Die werde es weiter geben. Der Bund habe die Bahn und Schleswig-Holstein mit einem Gutachten zum Zustand der Fehmarnsundbrücke beauftragt. Berichten des NDR und des "Hamburger Abendblatts" zufolge ist die Brücke allerdings weitaus sanierungsbedürftiger als bislang angenommen. Untersuchungen aus dem Frühjahr dieses Jahres hatten demnach offenbar ergeben, dass neben dem Schienenstrang auch die Straßentrasse deutlich maroder ist als erwartet. "Wenn es noch schlimmere Ergebnisse geben sollte, müssen wir sofort handeln", zitieren NDR und "Abendblatt" Minister Meyer.

Es sei in den vergangenen Jahren versäumt worden, die Infrastruktur in Schuss zu halten.
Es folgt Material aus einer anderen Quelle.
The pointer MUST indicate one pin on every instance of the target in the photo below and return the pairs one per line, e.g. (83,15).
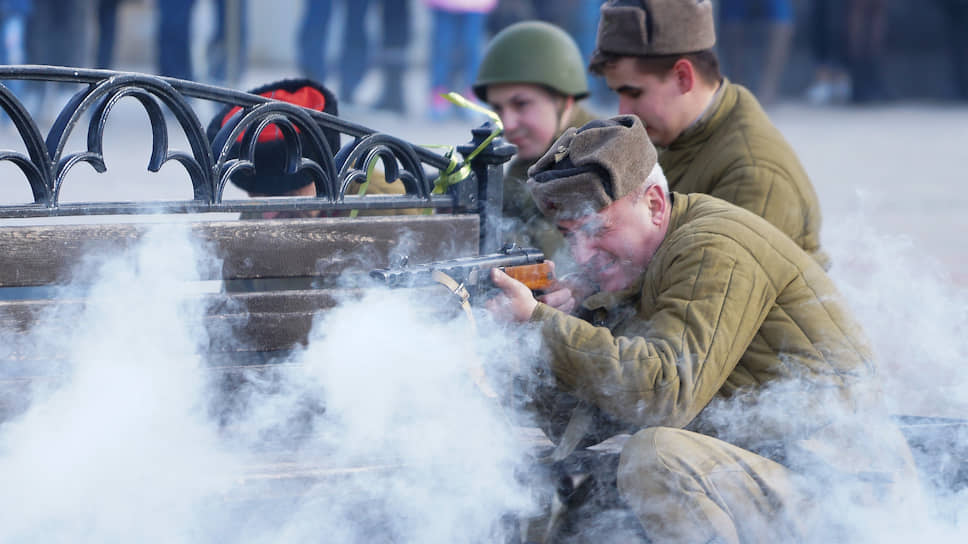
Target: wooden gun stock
(537,277)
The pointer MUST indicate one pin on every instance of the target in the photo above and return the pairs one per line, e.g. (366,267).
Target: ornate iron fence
(210,164)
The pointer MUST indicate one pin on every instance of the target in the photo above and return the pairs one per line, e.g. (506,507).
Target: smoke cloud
(374,432)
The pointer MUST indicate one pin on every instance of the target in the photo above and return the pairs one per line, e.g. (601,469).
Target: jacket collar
(722,102)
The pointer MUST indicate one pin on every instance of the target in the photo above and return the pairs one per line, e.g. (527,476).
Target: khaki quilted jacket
(735,153)
(727,306)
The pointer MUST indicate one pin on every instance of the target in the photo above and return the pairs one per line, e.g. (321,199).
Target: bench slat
(37,255)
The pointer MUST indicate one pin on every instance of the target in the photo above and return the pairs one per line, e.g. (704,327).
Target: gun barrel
(465,270)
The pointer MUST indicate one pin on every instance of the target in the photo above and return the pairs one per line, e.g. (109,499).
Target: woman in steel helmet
(532,76)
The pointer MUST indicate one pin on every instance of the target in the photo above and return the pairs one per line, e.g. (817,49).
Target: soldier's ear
(685,75)
(658,203)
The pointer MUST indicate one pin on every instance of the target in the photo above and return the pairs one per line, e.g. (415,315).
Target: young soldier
(713,136)
(721,346)
(532,76)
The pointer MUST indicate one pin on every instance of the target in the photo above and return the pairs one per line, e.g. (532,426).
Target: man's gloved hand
(568,292)
(515,303)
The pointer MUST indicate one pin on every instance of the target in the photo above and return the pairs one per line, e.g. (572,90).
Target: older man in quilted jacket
(720,345)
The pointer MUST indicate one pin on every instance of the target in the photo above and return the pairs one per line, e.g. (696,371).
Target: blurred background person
(866,30)
(457,36)
(397,27)
(55,29)
(226,51)
(354,49)
(755,41)
(14,15)
(107,31)
(174,38)
(353,52)
(831,83)
(956,16)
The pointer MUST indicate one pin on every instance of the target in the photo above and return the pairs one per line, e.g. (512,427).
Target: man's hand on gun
(516,302)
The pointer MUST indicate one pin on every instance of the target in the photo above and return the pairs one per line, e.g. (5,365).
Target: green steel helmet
(533,52)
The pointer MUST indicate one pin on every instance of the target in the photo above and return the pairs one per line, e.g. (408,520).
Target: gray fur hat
(588,168)
(646,28)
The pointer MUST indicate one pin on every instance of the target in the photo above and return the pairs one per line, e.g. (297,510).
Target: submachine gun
(470,277)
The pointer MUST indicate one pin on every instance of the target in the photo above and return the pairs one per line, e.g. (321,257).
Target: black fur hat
(270,155)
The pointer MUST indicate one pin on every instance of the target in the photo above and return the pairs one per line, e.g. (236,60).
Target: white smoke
(375,432)
(120,448)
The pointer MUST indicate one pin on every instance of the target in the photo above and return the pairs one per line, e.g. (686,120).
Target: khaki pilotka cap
(644,28)
(588,168)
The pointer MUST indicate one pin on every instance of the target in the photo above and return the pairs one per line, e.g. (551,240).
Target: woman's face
(531,116)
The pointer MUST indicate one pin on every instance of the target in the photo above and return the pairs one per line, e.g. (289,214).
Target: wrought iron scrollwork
(210,164)
(356,159)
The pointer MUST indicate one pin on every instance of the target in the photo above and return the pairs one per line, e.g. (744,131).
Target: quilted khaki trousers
(689,487)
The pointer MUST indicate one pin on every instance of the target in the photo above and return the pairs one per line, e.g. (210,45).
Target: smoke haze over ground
(125,447)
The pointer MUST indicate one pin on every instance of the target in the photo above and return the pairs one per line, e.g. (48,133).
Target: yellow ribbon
(454,174)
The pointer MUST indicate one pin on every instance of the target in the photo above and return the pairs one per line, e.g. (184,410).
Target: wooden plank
(279,248)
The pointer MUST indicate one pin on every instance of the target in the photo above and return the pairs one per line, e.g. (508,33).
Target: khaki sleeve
(709,306)
(770,194)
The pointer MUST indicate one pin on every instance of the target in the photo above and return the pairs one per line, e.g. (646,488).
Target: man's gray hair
(656,177)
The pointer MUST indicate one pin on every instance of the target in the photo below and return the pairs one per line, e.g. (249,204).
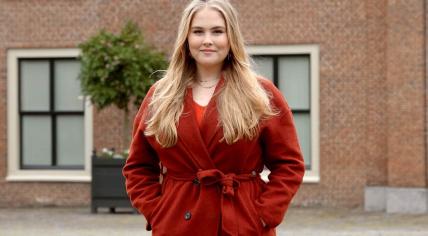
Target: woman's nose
(207,40)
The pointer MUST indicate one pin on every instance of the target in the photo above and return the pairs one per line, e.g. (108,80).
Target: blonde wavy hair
(241,103)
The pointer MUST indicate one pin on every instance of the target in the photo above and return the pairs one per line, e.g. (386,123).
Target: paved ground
(299,221)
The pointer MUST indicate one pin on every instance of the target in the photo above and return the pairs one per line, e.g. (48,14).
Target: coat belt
(228,183)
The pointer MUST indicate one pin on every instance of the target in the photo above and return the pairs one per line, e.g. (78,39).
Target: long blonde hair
(242,101)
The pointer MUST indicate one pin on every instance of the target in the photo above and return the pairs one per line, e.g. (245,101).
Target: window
(294,70)
(49,123)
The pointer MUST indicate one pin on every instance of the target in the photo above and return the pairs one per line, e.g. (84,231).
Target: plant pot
(108,184)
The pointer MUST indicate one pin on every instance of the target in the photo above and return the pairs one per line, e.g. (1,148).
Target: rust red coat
(212,188)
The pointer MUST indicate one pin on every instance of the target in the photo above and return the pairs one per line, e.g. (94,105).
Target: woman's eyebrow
(213,28)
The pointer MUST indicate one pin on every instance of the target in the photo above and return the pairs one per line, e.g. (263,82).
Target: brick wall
(371,82)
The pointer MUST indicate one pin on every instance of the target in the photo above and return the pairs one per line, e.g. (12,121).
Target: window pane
(34,85)
(67,86)
(36,140)
(294,80)
(303,127)
(264,66)
(70,140)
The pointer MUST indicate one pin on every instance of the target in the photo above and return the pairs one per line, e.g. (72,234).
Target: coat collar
(199,141)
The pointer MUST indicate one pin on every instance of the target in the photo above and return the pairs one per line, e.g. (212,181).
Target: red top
(199,112)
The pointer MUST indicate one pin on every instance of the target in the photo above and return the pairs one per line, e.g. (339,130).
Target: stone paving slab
(299,221)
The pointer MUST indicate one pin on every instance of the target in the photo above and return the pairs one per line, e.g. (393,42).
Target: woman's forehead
(208,18)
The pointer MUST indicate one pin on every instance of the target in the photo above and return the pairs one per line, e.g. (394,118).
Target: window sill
(49,176)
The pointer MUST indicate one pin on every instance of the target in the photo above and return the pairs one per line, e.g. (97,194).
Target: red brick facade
(372,83)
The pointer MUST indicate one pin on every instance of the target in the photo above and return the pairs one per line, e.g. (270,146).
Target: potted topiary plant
(116,70)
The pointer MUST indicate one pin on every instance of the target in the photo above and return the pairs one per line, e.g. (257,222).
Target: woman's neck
(208,74)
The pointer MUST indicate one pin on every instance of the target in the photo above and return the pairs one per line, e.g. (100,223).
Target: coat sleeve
(283,157)
(141,170)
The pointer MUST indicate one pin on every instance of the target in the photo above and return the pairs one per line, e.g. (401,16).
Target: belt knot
(229,182)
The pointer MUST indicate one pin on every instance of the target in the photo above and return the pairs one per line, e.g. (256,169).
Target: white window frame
(14,173)
(313,175)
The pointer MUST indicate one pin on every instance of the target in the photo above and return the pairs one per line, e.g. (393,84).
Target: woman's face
(207,38)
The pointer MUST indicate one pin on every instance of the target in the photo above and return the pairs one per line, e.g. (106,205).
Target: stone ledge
(396,200)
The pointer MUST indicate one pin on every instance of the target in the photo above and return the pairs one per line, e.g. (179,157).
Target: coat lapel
(197,140)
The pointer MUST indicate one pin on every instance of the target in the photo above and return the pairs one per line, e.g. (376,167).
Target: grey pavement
(299,221)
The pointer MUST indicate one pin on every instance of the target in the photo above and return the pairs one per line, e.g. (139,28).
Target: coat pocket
(159,204)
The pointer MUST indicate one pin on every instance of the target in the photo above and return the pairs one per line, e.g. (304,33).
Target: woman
(214,125)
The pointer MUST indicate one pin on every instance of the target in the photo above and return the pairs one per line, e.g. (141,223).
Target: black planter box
(108,184)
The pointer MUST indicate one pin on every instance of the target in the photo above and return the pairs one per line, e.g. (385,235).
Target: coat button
(187,215)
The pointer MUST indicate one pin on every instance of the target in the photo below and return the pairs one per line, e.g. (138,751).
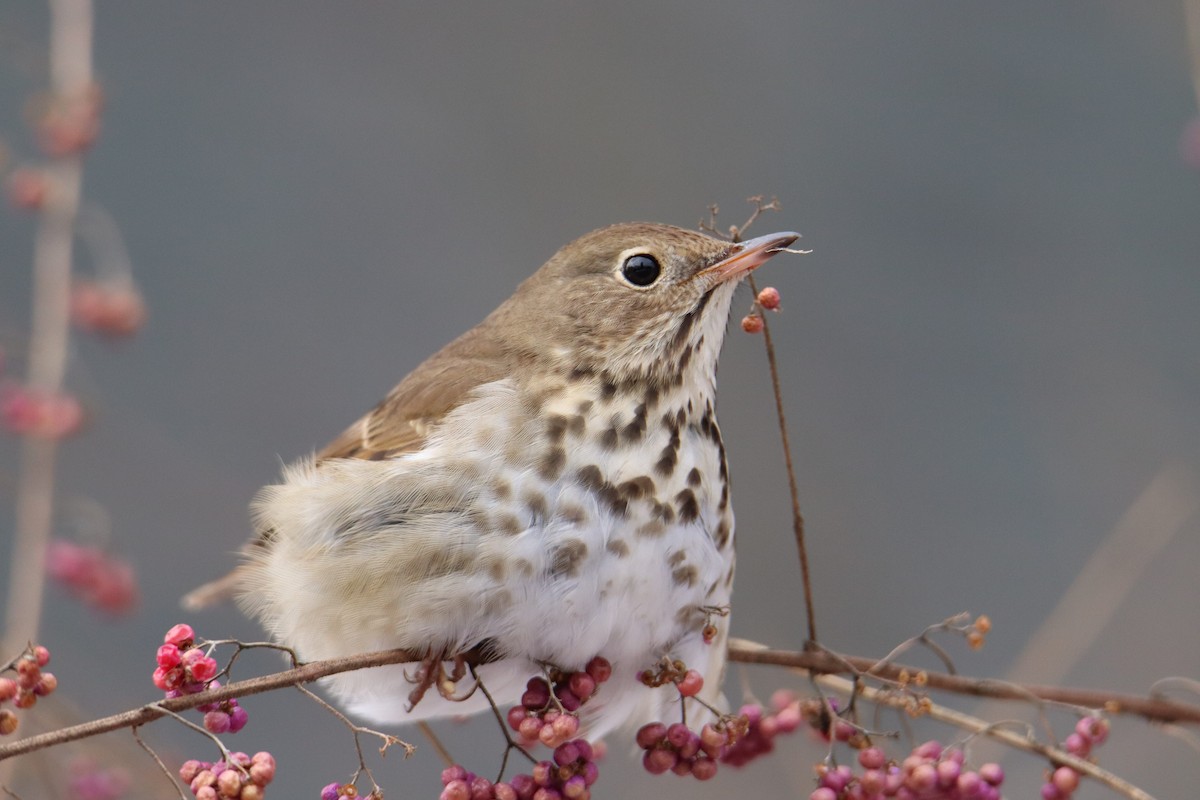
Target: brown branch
(1153,709)
(797,517)
(149,713)
(1150,708)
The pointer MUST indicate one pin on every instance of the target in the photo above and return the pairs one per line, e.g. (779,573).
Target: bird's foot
(432,673)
Schlimm steht es auch um eine andere Brücke weiter nördlich bei Rendsburg über den Nord-Ostsee-Kanal, die im Verkehr von und nach Dänemark eine Schlüsselrolle spielt. Die erst gut 40 Jahre alte Rader Hochbrücke im Zuge der Autobahn 7 musste im Sommer vergangenen Jahres wegen maroder Pfeiler wochenlang für Lastwagen gesperrt und aufwendig repariert werden. Nach Expertenansicht wird das Bauwerk nur noch zwölf Jahre halten.